A Spreading Nightmare
Slick Business
All-Out Oil Effort
For Erika Olinger, owner of the Cole Pratt Gallery in New Orleans, the atmosphere in the city she has come to love was “eerie” earlier this week, thanks to the oil spill off the Gulf Coast of Louisiana.
She said she and her neighbors were angry about the spill and were concerned about more than its economic and environmental impact—they’re also worried about the impact on their health and on a city and coast that has suffered more than its share of calamity, with the fifth anniversary of Hurricane Katrina looming in August.
And, Olinger predicted Tuesday that the rest of the nation could soon be sharing Louisiana’s suffering, “if the oil does get in the loop current.”

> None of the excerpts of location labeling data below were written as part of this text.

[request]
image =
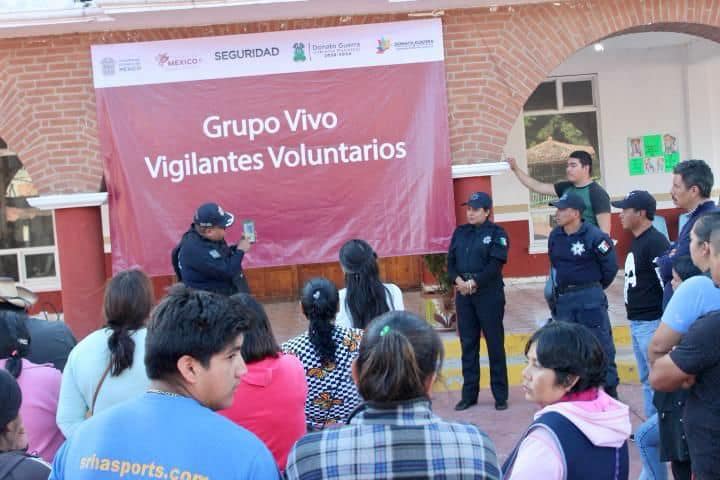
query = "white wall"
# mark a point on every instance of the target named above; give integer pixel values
(642, 89)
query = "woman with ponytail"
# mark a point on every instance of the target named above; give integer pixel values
(326, 351)
(39, 384)
(394, 434)
(364, 296)
(107, 367)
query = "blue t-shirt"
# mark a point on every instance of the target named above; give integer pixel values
(694, 298)
(161, 437)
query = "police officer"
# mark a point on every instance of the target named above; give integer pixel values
(478, 251)
(585, 263)
(203, 259)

Well, that’s exactly what has happened. That’s a big deal because the current could carry the pollution across the Gulf of Mexico to Florida’s beaches and up the East Coast, imperiling the fishing and tourism industries all along the way. This comes just as tourism and fishing seasons hit their stride with the traditional Memorial Day weekend kickoff.
It’s difficult to predict exactly where the oil will go once it hits the loop current, scientists say.
Plus, for the first time, the brown sludge from the oil spill has been seen coming ashore in Louisiana’s delicate marsh ecosystem, breeding ground for the nation’s second-largest fishing industry.
"This is the heavy oil that everyone's been fearing that is here now," Louisiana Governor Bobby Jindal said during a boat tour of his state’s coast. Already, thousands of square miles of the Gulf have been barred to fishing, right at the high season for such activities as shrimping.
The oil started to spill a month ago, when an explosion rocked the Deepwater Horizon offshore oil rig, killing 11 workers. The rig, which was owned by Transocean and leased by British oil giant BP, sank two days later.
BP had estimated that 210,000 gallons of oil a day were coming from the spill. But now, the oil company acknowledges the amount of oil being released into the Gulf of Mexico is greater than expected, though a spokesman is not saying by how much.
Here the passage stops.